Contrapeso

A las diez la cortina trepa como tarola. Giro la llave, volteo el ABIERTO, y la tienda respira: cartón, papel viejo, un hilo de polvo con olor a electricidad. Las fundas susurran cuando reviso las cajas—A a la Z y un obstinado “Varios” que guarda lo suyo.

Primer ritual: bajo la aguja en el tocadiscos de prueba. Un thup leve y el cuarto se arma alrededor de una línea de bajo. Limpio los audífonos de la estación de escucha y calzo con una cerillera la pata coja de la caja de reggae. Despierta la etiquetadora; marco una caja de llegadas con mi letra aplicada, los sietes con raya cruzada.

La gente entra con su propio tempo. Un chavo con sudadera pregunta dónde viven “las guitarras tristes”; le señalo post-punk y deja un hueco en Joy Division que parece decisión. Una abuela trae lista a lápiz—Los Panchos, Agustín Lara—y me cuenta el año en que aprendió cada letra en un patio con luna chueca. Le encuentro el crujido correcto, el que recuerda voces sin robárselas.

Un señor de traje quiere un regalo que diga pongo atención.

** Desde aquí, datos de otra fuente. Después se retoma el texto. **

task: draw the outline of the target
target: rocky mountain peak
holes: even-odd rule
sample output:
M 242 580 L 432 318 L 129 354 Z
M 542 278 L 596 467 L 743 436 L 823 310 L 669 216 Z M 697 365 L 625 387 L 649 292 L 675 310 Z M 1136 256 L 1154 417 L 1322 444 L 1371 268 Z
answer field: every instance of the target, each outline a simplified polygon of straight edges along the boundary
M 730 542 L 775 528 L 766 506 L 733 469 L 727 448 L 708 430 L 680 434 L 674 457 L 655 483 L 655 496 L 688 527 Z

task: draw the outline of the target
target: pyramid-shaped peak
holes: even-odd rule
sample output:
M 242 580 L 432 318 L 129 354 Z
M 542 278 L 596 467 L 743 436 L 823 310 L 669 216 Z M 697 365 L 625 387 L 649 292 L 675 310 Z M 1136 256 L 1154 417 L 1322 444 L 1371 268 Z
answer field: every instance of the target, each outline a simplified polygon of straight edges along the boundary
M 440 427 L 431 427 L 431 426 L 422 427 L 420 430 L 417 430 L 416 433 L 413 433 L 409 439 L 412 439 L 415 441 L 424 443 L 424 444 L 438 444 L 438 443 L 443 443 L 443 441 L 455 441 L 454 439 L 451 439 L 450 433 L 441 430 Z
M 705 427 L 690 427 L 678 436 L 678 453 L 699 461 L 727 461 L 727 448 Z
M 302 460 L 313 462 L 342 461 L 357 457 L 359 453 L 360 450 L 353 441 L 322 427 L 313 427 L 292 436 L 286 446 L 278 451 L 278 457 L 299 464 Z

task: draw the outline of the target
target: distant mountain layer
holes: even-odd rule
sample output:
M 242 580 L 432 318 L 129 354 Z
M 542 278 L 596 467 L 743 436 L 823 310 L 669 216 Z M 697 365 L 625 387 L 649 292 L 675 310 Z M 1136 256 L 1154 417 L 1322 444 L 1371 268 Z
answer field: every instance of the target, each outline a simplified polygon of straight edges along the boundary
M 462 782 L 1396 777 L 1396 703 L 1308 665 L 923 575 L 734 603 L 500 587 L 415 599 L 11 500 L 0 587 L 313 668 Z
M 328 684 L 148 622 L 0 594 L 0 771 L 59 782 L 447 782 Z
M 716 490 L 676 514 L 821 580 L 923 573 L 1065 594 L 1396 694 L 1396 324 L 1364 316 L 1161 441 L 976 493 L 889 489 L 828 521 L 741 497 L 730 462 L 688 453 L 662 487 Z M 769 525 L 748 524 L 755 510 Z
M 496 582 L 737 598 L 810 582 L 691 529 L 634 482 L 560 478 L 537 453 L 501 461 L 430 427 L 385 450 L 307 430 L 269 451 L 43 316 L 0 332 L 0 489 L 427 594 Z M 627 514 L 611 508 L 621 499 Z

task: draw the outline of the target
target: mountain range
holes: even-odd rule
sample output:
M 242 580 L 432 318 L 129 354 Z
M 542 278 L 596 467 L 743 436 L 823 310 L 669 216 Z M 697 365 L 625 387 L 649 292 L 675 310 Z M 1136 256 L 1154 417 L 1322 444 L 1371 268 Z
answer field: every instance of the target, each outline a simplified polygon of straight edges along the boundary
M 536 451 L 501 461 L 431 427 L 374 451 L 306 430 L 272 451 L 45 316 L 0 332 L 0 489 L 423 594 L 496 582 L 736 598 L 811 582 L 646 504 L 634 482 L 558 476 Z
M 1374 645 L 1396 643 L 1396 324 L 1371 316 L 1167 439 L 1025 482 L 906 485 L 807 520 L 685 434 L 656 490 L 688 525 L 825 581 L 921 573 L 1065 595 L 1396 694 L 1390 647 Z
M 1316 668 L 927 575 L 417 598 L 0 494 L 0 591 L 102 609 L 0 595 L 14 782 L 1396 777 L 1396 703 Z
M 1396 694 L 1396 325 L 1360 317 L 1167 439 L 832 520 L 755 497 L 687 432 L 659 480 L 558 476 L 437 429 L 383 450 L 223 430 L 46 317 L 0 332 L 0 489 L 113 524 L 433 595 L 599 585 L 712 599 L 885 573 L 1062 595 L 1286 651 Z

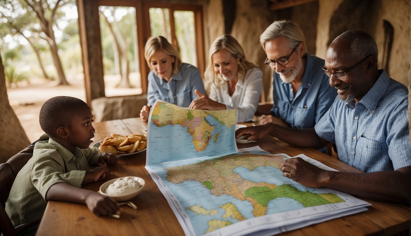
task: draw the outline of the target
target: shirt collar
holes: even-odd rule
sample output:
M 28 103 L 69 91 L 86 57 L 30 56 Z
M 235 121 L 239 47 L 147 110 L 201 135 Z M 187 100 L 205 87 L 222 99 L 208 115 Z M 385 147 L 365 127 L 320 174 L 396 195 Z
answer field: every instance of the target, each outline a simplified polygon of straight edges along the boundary
M 179 71 L 176 75 L 171 75 L 171 79 L 170 79 L 170 81 L 168 82 L 166 82 L 164 79 L 163 79 L 161 77 L 159 76 L 158 75 L 157 75 L 155 73 L 154 73 L 154 76 L 155 76 L 159 81 L 160 85 L 163 86 L 164 86 L 168 83 L 171 82 L 172 80 L 182 80 L 182 77 L 181 76 L 181 74 L 180 73 L 180 71 Z
M 381 73 L 380 76 L 374 83 L 374 85 L 367 92 L 365 95 L 358 101 L 368 109 L 369 113 L 375 114 L 375 109 L 377 107 L 378 102 L 385 93 L 390 85 L 390 78 L 387 75 L 385 70 L 379 70 Z M 346 103 L 346 105 L 349 108 L 355 108 L 355 102 L 353 100 Z
M 55 146 L 57 148 L 57 151 L 60 154 L 65 162 L 68 162 L 73 157 L 76 157 L 76 159 L 83 157 L 82 152 L 79 150 L 78 148 L 76 148 L 74 153 L 73 153 L 62 145 L 52 139 L 51 138 L 48 139 L 48 144 Z

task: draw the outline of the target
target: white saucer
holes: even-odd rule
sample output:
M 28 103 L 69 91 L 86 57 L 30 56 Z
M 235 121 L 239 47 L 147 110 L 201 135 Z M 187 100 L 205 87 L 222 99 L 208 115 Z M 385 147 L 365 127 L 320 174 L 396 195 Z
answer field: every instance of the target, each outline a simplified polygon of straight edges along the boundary
M 247 140 L 247 138 L 248 137 L 249 135 L 242 135 L 237 139 L 236 139 L 236 142 L 238 143 L 255 143 L 257 141 L 256 140 L 252 140 L 251 141 L 248 141 Z
M 238 129 L 240 129 L 240 128 L 245 128 L 247 127 L 247 126 L 246 125 L 241 125 L 237 124 L 237 125 L 236 125 L 236 131 L 237 131 L 237 130 Z

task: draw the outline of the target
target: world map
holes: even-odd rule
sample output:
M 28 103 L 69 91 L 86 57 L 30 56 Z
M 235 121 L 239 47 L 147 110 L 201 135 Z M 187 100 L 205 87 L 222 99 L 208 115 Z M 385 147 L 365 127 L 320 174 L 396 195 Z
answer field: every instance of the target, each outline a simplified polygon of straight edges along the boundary
M 189 109 L 158 102 L 150 116 L 150 163 L 236 151 L 232 134 L 237 122 L 236 110 Z
M 186 235 L 243 235 L 369 205 L 283 177 L 279 167 L 291 158 L 286 154 L 257 148 L 239 152 L 235 111 L 193 110 L 161 101 L 152 109 L 146 168 Z

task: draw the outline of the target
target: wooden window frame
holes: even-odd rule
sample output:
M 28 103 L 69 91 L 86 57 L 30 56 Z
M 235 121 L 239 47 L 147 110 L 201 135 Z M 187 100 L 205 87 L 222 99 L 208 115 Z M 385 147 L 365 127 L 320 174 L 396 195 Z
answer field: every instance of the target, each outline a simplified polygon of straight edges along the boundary
M 137 24 L 137 45 L 139 48 L 139 59 L 141 80 L 142 93 L 147 94 L 147 77 L 150 68 L 144 58 L 144 48 L 147 39 L 151 36 L 150 16 L 150 7 L 169 8 L 172 35 L 172 44 L 175 44 L 176 36 L 174 28 L 174 11 L 191 11 L 194 13 L 196 51 L 197 67 L 201 75 L 205 70 L 204 36 L 203 26 L 203 9 L 201 5 L 184 5 L 169 3 L 153 2 L 135 0 L 76 0 L 79 12 L 79 33 L 82 48 L 82 57 L 84 71 L 85 86 L 87 104 L 91 106 L 91 100 L 105 97 L 101 34 L 98 7 L 100 6 L 113 6 L 134 7 Z M 85 4 L 87 2 L 86 4 Z M 91 23 L 86 24 L 86 22 Z M 90 31 L 88 27 L 94 28 Z M 96 40 L 98 35 L 99 40 Z M 174 45 L 174 44 L 173 44 Z M 141 51 L 141 50 L 143 50 Z M 90 52 L 92 51 L 92 53 Z

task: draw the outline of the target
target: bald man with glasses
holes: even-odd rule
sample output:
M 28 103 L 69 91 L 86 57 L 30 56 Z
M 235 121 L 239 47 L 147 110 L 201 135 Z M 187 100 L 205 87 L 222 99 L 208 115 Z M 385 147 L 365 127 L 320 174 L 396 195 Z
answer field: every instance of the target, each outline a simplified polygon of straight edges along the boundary
M 337 96 L 321 70 L 324 60 L 307 53 L 302 30 L 294 21 L 274 21 L 260 37 L 264 63 L 275 71 L 272 104 L 260 104 L 259 123 L 312 128 Z M 325 149 L 322 151 L 324 151 Z
M 319 148 L 336 143 L 341 161 L 362 170 L 324 170 L 300 158 L 280 166 L 284 176 L 305 186 L 334 188 L 358 197 L 410 205 L 411 145 L 405 86 L 377 66 L 374 39 L 351 30 L 328 48 L 323 71 L 338 93 L 313 128 L 296 129 L 273 124 L 240 129 L 249 141 L 270 134 L 288 143 Z

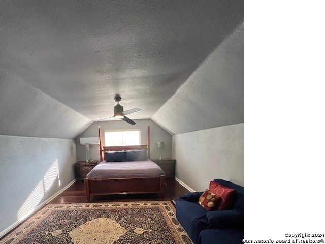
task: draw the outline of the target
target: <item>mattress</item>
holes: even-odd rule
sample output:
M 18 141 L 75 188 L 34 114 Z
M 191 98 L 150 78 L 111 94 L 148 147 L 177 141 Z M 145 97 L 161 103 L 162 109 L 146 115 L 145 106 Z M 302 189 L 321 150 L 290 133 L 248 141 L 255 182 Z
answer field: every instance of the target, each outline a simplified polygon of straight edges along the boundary
M 141 161 L 100 162 L 87 174 L 88 179 L 160 177 L 166 175 L 158 165 L 150 160 Z

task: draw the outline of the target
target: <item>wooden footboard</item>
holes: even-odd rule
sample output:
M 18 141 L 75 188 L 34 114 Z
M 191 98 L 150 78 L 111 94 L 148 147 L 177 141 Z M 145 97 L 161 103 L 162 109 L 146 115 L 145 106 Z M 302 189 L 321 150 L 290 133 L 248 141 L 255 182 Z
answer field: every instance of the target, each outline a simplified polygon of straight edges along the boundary
M 165 196 L 165 175 L 160 177 L 85 179 L 86 196 L 91 195 L 158 193 Z

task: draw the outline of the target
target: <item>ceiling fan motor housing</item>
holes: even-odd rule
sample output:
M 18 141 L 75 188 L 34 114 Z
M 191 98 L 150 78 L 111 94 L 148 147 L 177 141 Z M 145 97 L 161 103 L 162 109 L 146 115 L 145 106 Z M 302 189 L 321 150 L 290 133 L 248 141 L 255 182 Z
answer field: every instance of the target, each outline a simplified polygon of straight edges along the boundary
M 123 111 L 123 106 L 119 104 L 117 104 L 114 107 L 114 114 L 122 113 Z

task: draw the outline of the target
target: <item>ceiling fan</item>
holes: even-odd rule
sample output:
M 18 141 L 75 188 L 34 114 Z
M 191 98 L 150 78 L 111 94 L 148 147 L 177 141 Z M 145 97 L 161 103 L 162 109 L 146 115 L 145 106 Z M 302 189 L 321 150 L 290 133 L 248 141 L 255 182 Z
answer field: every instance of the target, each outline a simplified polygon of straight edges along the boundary
M 95 123 L 96 122 L 98 122 L 99 121 L 104 120 L 104 119 L 107 119 L 108 118 L 114 117 L 115 118 L 119 118 L 120 119 L 122 119 L 122 120 L 125 121 L 125 122 L 127 122 L 131 125 L 135 125 L 136 123 L 130 119 L 125 115 L 127 114 L 129 114 L 130 113 L 134 113 L 135 112 L 138 112 L 138 111 L 140 111 L 142 109 L 139 108 L 135 108 L 132 109 L 129 109 L 128 110 L 123 111 L 123 106 L 120 105 L 118 103 L 121 101 L 121 97 L 118 94 L 116 94 L 115 97 L 114 98 L 115 102 L 117 102 L 117 104 L 116 104 L 114 107 L 114 115 L 111 117 L 109 117 L 108 118 L 103 118 L 102 119 L 100 119 L 99 120 L 94 121 L 91 122 L 91 123 L 87 124 L 86 125 L 90 125 L 91 124 Z

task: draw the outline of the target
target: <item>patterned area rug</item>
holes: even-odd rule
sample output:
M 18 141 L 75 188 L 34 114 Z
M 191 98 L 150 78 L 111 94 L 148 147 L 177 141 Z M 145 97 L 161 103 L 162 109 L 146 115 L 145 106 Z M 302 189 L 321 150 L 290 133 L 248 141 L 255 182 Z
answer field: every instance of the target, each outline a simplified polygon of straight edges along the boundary
M 170 201 L 50 204 L 0 242 L 192 243 Z

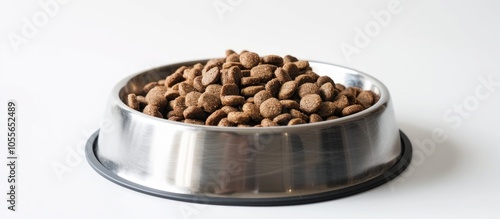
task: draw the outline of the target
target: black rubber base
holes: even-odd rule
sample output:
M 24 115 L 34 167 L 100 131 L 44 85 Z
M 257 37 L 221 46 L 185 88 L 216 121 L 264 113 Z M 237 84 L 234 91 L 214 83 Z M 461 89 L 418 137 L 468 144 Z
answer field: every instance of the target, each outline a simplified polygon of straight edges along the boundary
M 168 198 L 178 201 L 185 202 L 193 202 L 199 204 L 213 204 L 213 205 L 234 205 L 234 206 L 279 206 L 279 205 L 296 205 L 296 204 L 307 204 L 313 202 L 320 202 L 326 200 L 332 200 L 337 198 L 342 198 L 350 195 L 354 195 L 360 192 L 364 192 L 366 190 L 375 188 L 379 185 L 382 185 L 395 177 L 401 174 L 406 167 L 410 164 L 412 158 L 412 147 L 411 142 L 408 137 L 403 133 L 399 132 L 401 136 L 401 157 L 398 162 L 387 170 L 384 174 L 377 176 L 373 179 L 370 179 L 366 182 L 356 184 L 353 186 L 349 186 L 346 188 L 338 189 L 330 192 L 323 192 L 319 194 L 311 194 L 311 195 L 301 195 L 301 196 L 293 196 L 293 197 L 282 197 L 282 198 L 222 198 L 222 197 L 209 197 L 200 195 L 185 195 L 185 194 L 176 194 L 171 192 L 165 192 L 153 188 L 149 188 L 146 186 L 139 185 L 137 183 L 128 181 L 126 179 L 121 178 L 115 173 L 109 171 L 106 167 L 104 167 L 96 157 L 95 149 L 97 145 L 99 130 L 96 131 L 92 136 L 90 136 L 87 144 L 85 146 L 85 153 L 87 156 L 87 160 L 94 168 L 97 173 L 104 176 L 104 178 L 118 184 L 124 186 L 126 188 L 146 193 L 148 195 L 153 195 L 162 198 Z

Elegimos un soul primera edición con un nombre grabado en el runout: —para M. Él no conoce a M. Le gusta que le haya importado a alguien. Lo guardo en funda como quien arropa a un niño.

Entre clientes alfabetizo y des-alfabetizo cuando decido que Metal debe quedar junto a Mariachi por la conversación que tendrán después de cerrar. Un Rumours alabeado se curva como signo de pregunta. Lo cuelgo sobre la caja: $40, proyecto de arte.

Al mediodía empieza una llovizna y la campanita marca rimshots. El cuarto baja a groove de temperatura ambiente: escobillas en tarola, un piano escogiendo domingo. Un tipo con impermeable pide oír la Pista 3 Lado B de un LP que, jura, le cambió la vida a los dieciséis. Se pone los audífonos y sonríe en una parte que solo él puede ver. Cuando cae el coro, da dos golpecitos en el mostrador—gracias, o amén.

Cada funda guarda su clima: marca de café, sello de club, carta de amor que nadie mandó. Archivo esos climas en plástico y cartón y lo llamo inventario. Cuando la hora se aquieta, doy la vuelta al disco, bajo el brazo, y miro la aguja encontrar su río. El cuarto inhala. Todos nos alineamos al groove que no sabíamos que necesitábamos.

A las seis volteo el letrero a CERRADO pero dejo que termine la última rola. Afuera la lluvia ya decidió. Adentro el disco pide un minuto más, y obedezco. Hay días que esto es comercio. La mayoría es cuidado: de historias cortadas en círculos, de tardes que piden banda sonora, de desconocidos que se van más livianos de como llegaron.